In May of last year, Healthy Valley 2000 began an ambitious project to survey the health of 5,000 people in the Valley. Almost 24 months later, Project CoNECT has completed over 2,000 surveys, and the results indicate that the Valley is doing better than national averages in several categories. Project CoNECT is a unique effort to identify needs and improve the health of the 100,000 population Valley region. The project is a joint effort of Healthy Valley 2000 and Griffin Hospital.
The Valley does better than national averages in terms of smoking, exercise, cholesterol, seat belt use and mammograms. It does worse in terms of weight control. Nationally, 29% of the U.S. population are smokers, while only 16% in the Valley smoke. However, 61% say they want to quit.

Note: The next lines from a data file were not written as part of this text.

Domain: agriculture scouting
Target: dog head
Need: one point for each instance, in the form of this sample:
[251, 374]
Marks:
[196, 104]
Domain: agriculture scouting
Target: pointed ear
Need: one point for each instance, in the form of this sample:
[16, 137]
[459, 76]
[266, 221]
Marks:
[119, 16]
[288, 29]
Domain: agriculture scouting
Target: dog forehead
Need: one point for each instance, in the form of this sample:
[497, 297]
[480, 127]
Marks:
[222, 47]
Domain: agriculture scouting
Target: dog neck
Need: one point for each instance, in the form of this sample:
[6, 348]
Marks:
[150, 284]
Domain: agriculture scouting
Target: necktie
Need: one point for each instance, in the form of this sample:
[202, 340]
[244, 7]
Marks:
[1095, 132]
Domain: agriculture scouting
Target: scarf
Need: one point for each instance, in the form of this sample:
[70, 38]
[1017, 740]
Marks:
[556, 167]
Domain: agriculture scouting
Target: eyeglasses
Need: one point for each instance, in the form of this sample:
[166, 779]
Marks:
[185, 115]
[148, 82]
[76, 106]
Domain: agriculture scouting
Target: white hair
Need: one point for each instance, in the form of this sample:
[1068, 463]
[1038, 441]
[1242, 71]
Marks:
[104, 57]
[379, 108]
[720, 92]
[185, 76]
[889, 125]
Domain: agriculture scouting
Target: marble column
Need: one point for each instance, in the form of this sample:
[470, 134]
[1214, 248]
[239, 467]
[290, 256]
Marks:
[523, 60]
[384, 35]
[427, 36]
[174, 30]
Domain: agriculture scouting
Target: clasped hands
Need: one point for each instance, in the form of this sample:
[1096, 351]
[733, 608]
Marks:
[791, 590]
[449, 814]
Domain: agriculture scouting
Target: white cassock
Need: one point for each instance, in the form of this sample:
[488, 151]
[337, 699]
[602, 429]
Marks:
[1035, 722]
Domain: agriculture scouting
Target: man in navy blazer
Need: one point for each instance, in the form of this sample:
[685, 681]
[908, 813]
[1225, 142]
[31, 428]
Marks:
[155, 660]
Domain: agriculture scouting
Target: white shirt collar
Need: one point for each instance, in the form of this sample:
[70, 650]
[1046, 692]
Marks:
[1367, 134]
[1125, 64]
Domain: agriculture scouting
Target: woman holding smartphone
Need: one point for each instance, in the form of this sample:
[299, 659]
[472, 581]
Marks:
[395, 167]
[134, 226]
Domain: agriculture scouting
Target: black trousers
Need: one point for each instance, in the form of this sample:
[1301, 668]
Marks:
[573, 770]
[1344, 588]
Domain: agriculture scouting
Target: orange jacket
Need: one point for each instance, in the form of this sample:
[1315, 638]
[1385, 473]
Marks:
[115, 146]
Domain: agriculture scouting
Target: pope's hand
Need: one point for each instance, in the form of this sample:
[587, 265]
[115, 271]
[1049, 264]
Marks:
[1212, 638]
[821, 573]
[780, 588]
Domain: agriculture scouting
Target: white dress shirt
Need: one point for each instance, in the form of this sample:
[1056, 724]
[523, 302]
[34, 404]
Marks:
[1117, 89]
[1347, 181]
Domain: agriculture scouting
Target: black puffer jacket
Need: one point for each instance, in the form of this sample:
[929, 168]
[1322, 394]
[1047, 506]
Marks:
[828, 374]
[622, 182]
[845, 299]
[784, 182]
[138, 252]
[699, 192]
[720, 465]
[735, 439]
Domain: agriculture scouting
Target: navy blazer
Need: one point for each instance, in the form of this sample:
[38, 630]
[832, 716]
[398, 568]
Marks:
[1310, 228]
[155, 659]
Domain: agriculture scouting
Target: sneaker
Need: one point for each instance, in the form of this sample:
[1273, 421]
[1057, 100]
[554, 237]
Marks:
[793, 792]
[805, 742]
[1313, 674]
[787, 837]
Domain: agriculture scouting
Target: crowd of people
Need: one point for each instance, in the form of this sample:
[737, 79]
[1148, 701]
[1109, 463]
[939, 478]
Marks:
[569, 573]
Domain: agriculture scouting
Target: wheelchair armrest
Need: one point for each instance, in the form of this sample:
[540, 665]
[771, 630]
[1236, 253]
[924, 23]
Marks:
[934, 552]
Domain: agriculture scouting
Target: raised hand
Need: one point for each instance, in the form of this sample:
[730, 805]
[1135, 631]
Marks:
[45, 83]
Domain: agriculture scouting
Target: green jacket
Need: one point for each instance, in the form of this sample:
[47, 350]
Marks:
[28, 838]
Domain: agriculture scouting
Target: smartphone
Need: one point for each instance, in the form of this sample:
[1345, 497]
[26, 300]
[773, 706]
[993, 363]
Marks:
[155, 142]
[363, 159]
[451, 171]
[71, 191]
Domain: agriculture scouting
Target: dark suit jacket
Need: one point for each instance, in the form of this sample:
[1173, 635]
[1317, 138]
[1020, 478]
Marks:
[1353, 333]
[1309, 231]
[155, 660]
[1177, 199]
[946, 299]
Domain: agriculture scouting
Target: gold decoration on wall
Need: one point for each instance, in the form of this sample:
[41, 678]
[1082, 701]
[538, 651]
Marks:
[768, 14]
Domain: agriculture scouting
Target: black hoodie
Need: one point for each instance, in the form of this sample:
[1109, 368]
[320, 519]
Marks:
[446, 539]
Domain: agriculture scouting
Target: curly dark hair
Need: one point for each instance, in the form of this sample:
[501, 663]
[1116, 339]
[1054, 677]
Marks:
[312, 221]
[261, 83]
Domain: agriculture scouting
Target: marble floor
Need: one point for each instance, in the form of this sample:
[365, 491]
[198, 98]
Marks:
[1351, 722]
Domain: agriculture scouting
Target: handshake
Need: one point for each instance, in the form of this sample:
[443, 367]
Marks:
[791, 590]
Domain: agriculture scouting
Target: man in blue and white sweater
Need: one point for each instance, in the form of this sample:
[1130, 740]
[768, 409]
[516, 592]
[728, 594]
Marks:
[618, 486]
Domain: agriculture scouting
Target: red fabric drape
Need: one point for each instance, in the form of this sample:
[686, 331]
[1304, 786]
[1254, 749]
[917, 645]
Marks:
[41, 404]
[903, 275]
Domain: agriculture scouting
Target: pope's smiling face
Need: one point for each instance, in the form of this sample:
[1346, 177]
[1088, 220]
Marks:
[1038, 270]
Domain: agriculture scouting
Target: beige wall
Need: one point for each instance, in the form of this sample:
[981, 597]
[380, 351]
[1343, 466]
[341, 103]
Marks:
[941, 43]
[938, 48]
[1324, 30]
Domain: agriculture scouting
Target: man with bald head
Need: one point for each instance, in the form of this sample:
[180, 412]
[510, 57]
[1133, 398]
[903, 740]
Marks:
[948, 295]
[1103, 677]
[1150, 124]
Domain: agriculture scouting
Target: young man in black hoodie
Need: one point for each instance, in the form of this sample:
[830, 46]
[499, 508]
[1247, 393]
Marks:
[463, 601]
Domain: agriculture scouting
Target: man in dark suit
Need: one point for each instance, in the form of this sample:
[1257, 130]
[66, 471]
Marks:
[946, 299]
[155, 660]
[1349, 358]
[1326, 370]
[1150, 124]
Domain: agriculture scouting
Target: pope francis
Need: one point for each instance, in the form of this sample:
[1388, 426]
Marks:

Nationally, 26% of people are 20% or more over their ideal weight, while in the Valley 37% are 20% or more over their ideal weight. Given this statistic, it is surprising that the Valley does better than the national average in terms of exercise. Thirty-four percent of people in the U.S. report getting some form of regular exercise, while 54% of Valleyites report the same. When asked which area of their health they most want to improve, participants identify weight loss and exercise as the top two. The greatest barrier to exercise is lack of time.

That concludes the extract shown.